つまり本作も「まったくダメ」な作品ではなく、(前作が良すぎたが故に)「残念」な作品となってしまったということだ。
ということで前作『MEZZO FORTE』よりも良くなったかな? と思える部分を紹介していこう。
まずは故・広川太一郎さん演じる黒川というキャラの面白さが挙げられる。ハードボイルドの世界に喜劇的要素が追加される貴重なキャラクターであり、存在感のある声(と、軽快なアドリブ)が相まって、良い雰囲気を醸し出している。
個人的には、本作の黒川がキャラクターとしては完成形であるような気がしている。
毎回登場するたびに様々な麺料理を食べるという、無類の麺好きキャラとなっているのだが、この麺料理の数々がなんとも美味しそうである。
軽妙洒脱なキャラクターを演じる広川さんのアドリブもまた楽しい。広川さんの演技を観たいという意味では本作も充分アリな作品となるでしょう。
ヒロインである海空来(みくら)の決め台詞。これも本作の方が記憶に残りますね。
「弱気じゃ晩御飯にありつけないよ」
知人が悩んでいたら思わず言いたくなっちゃうセリフです。
そして今回レギュラーメンバーとして加わった小学生の五十嵐あさみ。
本作は全話を通じて、引っ込み思案だった少女・五十嵐あゆみが成長していく物語でもある。そのおかげでTV版の1クールという時間を有効に使ったエッセンスとして、楽しみ方に幅ができたのではないだろうか。
反面、前作のような殺伐とした世界観が薄れていってしまったが、今度はその部分にファンタジー要素を加味していくことでバランスをとるようにしている。
どういことかと言うと(前作では考えられなかったが)登場人物に幽霊や宇宙人といった要素が盛り込まれているのだ。
個人的には、そもそもアクションが物足りない仕上がりになっているのだから、多少の奇妙な味付けも、いまさらどっちでもいいかな、という感想しかないのだが、やはりコアな前作ファンには、とうてい受け入れられない設定であろう。
そういえば、当初の設定で存在しているはずの「ヒト型ロボットが存在する近未来感」の影がかなり薄い。
あれこれ良いところを探そうと頑張ってみたが、何かひとつ見つけると、やはりその反対部分の粗が目立ってしまいますね。
うーん、やっぱり残念だなぁ。
◆声優について。
主要キャラクターの声優さん、つまり海空来役のこたにともこさん、黒川 健一役の広川太一郎さん、原田 智久役の山崎たくみさんについては前作『MEZZO FORTE』のレビューを読んでもらうとして、今回は豪華なゲストキャラの声優さんを紹介していこう。
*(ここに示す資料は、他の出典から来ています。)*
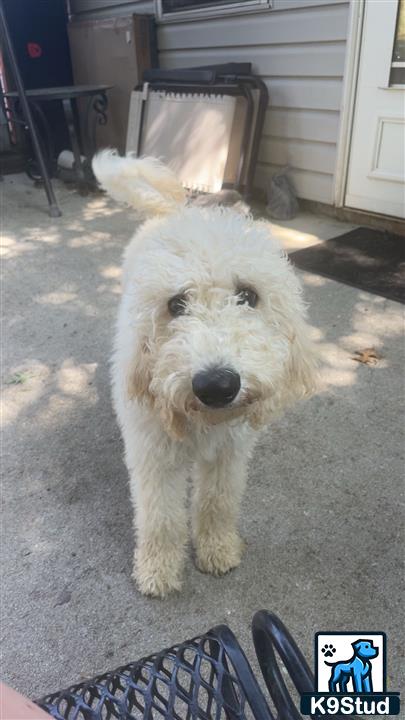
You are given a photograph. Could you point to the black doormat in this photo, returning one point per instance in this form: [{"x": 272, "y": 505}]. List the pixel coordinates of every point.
[{"x": 371, "y": 260}]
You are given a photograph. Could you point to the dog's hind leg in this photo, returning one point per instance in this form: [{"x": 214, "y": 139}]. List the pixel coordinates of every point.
[
  {"x": 219, "y": 483},
  {"x": 158, "y": 476}
]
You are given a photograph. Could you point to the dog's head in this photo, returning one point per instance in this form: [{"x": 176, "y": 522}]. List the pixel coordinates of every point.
[
  {"x": 365, "y": 649},
  {"x": 213, "y": 320}
]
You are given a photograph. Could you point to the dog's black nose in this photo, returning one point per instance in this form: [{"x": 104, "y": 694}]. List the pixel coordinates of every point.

まずは、准レギュラーともいえる「チョキチョキマッチョ」を演じたチョーさん。
通称「ハサミの麦ちゃん」。本名は(wikiで知りましたw)麦山千代奇(むぎやまちよき)というふざけた名前です。
笑える本名とは裏腹に非合法集団「ブラックシザーズ」の代表である。
普段は呑気に床屋を営んでいるが、裏の顔はとても恐ろしく、得体のしれないキャラクターにぴったりの演技はさすがですね。
この「チョキチョキマッチョ」が存在しているおかげで、本作にまだヴァイオレンスな緊張感がかろうじて残されたともいえる貴重なキャラクターでもある。
利害が一致すれば味方になるし、逆もまた然り。できればもう少し「ブラックシザーズ」絡みのエピソードがあってもよかったのになあ、と思えるほど良いポジションだと思いました。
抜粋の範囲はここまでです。